Мы вошли в избу. На лавке у Александра Ивановича лежали пестрая казанская кошма и красная сафьяновая подушка; стол был накрыт чистой салфеткой, и на нем весело кипел самовар.

- Что это ему вздумалось? - проговорил я, усевшись к столику вместе с Свиридовым.

- Поди ж ты! С большого ума-то ведь чего не вздумаешь. Терпеть я не могу этих семинаристов.

- Третьего дня вы с ним говорили?

- Говорили. Ничего промеж нас не было неприятного. Вечером тут рабочие пришли, водкой я их потчевал, потолковал с ними, денег дал, кому вперед просили; а он тут и улизнул. Утром его не было, а перед полденками девчонка какая-то пришла к рабочим: "Смотрите, говорит, вот тут за поляной человек какой-то удавился". Пошли ребята, а он, сердечный, уж очерствел. Должно, еще с вечера повесился.

- А больше ничего неприятного не было?

- Ничегошеньки.

- Может, ты не сказал ли ему чего?

- Еще что выдумай!

- Письма он никакого не оставил?

- Никакого.

- В бумагах ты у него не посмотрел?

- Бумаг у него, кажется, и не было.

- А все бы посмотреть, пока полиция не приехала.

- Пожалуй.

- Что у него сундучок, что ли, был? - спросил Александр Иванович у стряпки.

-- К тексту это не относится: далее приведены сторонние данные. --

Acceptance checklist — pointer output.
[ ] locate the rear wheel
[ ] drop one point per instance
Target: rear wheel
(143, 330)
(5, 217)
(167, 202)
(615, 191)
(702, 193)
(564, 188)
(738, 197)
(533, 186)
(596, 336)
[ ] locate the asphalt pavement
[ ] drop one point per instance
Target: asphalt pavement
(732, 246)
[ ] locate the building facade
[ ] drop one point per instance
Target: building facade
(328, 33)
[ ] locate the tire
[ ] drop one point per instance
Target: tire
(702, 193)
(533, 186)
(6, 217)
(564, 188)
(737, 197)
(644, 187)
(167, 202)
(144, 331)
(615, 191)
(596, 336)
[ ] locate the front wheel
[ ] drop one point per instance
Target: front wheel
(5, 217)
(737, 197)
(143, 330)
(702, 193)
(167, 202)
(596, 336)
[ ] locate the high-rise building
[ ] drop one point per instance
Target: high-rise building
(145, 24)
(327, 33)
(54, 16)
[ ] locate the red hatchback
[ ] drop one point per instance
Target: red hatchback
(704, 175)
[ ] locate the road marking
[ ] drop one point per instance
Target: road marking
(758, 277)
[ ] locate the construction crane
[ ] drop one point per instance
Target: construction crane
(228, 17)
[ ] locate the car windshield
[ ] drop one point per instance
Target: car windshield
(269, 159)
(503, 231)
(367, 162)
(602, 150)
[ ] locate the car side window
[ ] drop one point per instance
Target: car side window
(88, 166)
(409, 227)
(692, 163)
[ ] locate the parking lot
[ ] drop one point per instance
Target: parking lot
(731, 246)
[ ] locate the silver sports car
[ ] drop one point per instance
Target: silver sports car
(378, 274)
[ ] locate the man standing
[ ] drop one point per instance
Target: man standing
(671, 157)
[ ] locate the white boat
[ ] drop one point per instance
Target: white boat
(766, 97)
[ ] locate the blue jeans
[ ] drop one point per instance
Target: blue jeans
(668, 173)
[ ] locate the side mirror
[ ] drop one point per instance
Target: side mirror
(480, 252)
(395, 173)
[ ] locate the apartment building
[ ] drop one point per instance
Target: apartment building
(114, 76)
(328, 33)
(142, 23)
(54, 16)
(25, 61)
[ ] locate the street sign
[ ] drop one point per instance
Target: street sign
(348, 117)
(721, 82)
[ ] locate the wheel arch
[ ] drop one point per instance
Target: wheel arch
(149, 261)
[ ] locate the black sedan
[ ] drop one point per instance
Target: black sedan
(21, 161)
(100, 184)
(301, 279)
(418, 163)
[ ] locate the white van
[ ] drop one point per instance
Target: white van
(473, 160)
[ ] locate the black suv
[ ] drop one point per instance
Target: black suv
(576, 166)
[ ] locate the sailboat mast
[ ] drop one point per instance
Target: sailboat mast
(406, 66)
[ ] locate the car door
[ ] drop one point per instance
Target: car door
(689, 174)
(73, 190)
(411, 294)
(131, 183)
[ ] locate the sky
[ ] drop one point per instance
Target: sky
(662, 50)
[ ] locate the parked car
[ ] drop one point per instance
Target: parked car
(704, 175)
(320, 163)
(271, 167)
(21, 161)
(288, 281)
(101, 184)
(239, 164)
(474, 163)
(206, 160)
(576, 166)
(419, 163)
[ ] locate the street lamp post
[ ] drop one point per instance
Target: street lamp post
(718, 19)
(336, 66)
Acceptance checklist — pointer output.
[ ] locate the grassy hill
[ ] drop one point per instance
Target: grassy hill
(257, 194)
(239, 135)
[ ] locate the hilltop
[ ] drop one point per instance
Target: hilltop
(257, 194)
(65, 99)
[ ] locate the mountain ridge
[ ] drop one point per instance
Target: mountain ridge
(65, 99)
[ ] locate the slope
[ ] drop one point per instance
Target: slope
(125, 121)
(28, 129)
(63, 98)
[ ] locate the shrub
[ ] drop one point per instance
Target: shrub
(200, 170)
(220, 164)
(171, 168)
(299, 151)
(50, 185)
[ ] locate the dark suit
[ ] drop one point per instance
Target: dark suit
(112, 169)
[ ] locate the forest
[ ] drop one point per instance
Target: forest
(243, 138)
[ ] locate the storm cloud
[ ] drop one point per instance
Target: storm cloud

- У покойника-то? - сундучок.

Принесли маленький незапертый сундучок. Открыли его при приказчике и стряпке. Ничего тут не было, кроме двух перемен белья, засаленных выписок из сочинений Платона да окровавленного носового платка, завернутого в бумажку.

- Что это за платок такой? - спросил Александр Иванович.

- А это как он, покойник, руку тут при хозяйке порубил, так она ему своим платочком завязала, - отвечала стряпка. - Тот он самый и есть, - добавила баба, посмотрев на платок поближе.

- Ну, вот и все, - проговорил Александр Иванович.

- Пойдем посмотреть на него.

- Пойдем.

Пока Свиридов одевался, я внимательно рассмотрел бумажку, в которой был завернут платок. Она была совершенно чистая. Я перепустил листы Платоновой книги - нигде ни малейшей записочки; есть только очеркнутые ногтями места. Читаю очеркнутое:

"Персы и афиняне потеряли равновесие, одни слишком распространивши права монархии, другие - простирая слишком далеко любовь к свободе".

"Вола не поставляют начальником над волами, а человека. Пусть царствует гений".

"Ближайшая к природе власть есть власть сильного".

"Где бесстыдны старики, там юноши необходимо будут бесстыдны".

"Невозможно быть отлично добрым и отлично богатым. Почему? Потому что кто приобретает честными и нечестными способами, тот приобретает вдвое больше приобретающего одними честными способами, и кто не делает пожертвований добру, тот менее расходует, чем тот, кто готов на благородные жертвы".

"Бог есть мера всех вещей, и мера совершеннейшая. Чтобы уподобиться богу, надо быть умеренным во всем, даже в желаниях".

Тут есть на поле слова, слабо написанные каким-то рыжим борщом рукой Овцебыка. С трудом разбираю: "Васька глупец! Зачем ты не поп? Зачем ты обрезал крылья у слова своего? Не в ризе учитель - народу шут, себе поношение, идее - пагубник. Я тать, и что дальше пойду, то больше сворую".

Я закрыл Овцебыкову книгу.

Александр Иванович надел свой казакин, и мы пошли на поляну. С поляны повернули вправо и пошли глухим сосновым бором; перешли просеку, от которой начиналась рубка, и опять вошли на другую большую поляну. Здесь стояли два большие стога прошлогоднего сена. Александр Иванович остановился посреди поляны и, вобрав в грудь воздуха, громко крикнул: "Гоп! гоп!" Ответа не было. Луна ярко освещала поляну и бросала две длинные тени от стогов.

- Гоп! гоп! - крикнул во второй раз Александр Иванович.

- Гоп-па! - отвечали справа из леса.

- Вот где! - сказал мой спутник, и мы пошли вправо.

Через десять минут Александр Иванович снова крикнул, и ему тотчас отвечали, а вслед за тем мы увидели двух мужиков: старика и молодого парня. Оба они, увидя Свиридова, сняли шапки и стояли, облокотись на свои длинные палки.

- Здорово, христиане!

- Здравствуй, Ликсандра Иваныч!

- Где покойник-то?

- Тутотка, Ликсандра Иваныч.

- Покажите: я не заприметил что-то места.

- Да вот он.

- Где?

- Да вот он!

Крестьянин усмехнулся и показал вправо.